Segundo Machado (1998), a análise de gênero instaurou um novo
paradigma metodológico a partir de três pilares fundamentais: a ruptura com o
essencialismo biológico; o privilégio metodológico às relações de gênero em
contraposição às categorias substancializadas de homem e mulher; e a
afirmação da transversalidade de gênero nas demais áreas do social.
O conceito de gênero passa então a ser compreendido como uma
categoria de análise com estatuto teórico e epistêmico e caráter estruturante da
sociedade (Segato, 2011). Atualmente os estudos das relações de gênero são
realizados em diferentes partes do mundo, a partir de uma diversidade de
construtos teóricos, debates políticos e implicações éticas (Conceição, 2009).
Ainda segundo Segato (2011), pode-se identificar três principais
posições dentro do pensamento feminista principalmente ao que se refere às
compreensões históricas do patriarcado e do colonialismo: uma que considera
a dominação de gênero e do patriarcado como universal, sem maiores
diferenciações históricas ou culturais e com certa superioridade moral das
organizações sociais europeias e norte-americanas; uma segunda posição que
defende a inexistência de relações de gênero no mundo pré colonial; e uma
terceira que demonstra a dimensão histórica das nomenclaturas de gênero,
presentes mesmo em sociedades tribais, ainda que constatem que as práticas
do patriarcado foram se aperfeiçoando e se intensificando com o colonialismo e
os discursos igualitários e hierárquicos da modernidade.
O objetivo desse estudo não é estender a discussão entre relações
de gênero e patriarcado. Entende-se que gênero e patriarcado não são
sinônimos, mas são dimensões presentes nos processos dialéticos de
construção de subjetividades e de relações sociais entre homens e mulheres.

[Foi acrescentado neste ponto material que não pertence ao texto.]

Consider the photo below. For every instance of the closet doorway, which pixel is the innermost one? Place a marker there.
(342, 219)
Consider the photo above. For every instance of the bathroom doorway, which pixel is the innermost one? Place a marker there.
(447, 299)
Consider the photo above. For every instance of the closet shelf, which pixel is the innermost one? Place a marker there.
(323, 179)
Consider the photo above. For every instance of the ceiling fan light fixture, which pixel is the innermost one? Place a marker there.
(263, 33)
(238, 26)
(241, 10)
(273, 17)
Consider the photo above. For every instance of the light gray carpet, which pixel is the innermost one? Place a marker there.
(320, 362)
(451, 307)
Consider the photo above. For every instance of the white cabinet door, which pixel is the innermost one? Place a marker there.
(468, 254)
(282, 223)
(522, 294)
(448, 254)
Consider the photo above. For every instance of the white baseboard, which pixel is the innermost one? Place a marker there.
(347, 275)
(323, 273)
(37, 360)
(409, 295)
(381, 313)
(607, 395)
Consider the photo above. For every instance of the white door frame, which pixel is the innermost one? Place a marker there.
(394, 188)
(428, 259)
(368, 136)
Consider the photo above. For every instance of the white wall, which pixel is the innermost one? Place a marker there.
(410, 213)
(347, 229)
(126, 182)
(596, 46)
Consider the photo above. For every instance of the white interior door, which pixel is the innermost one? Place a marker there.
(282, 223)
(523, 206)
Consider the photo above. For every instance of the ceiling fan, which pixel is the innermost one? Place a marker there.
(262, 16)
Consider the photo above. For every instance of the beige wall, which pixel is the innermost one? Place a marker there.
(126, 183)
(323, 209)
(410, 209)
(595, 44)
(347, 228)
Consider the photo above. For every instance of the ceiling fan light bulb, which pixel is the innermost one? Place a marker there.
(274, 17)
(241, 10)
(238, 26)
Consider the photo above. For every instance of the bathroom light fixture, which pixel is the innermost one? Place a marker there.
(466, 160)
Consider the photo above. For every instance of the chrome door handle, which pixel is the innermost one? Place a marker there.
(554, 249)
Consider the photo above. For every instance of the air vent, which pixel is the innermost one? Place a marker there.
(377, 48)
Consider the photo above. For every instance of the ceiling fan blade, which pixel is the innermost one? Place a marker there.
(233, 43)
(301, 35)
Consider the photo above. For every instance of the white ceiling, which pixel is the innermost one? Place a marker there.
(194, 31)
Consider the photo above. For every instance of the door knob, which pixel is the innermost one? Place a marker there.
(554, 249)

Considerando a diversidade presente nos estudos sobre gênero,
considera-se fundamental destacar a evolução paradigmática percebida em
suas temáticas ao partirem do estudo da mulher como um conceito universal e
abstrato, para o olhar sobre as mulheres, em seus diferentes contextos,
classes e etnias e deste para o foco sobre as relações entre homens, entre
mulheres e entre eles, possibilitando o estudo de feminilidades e de
masculinidades (Torrão, 2005).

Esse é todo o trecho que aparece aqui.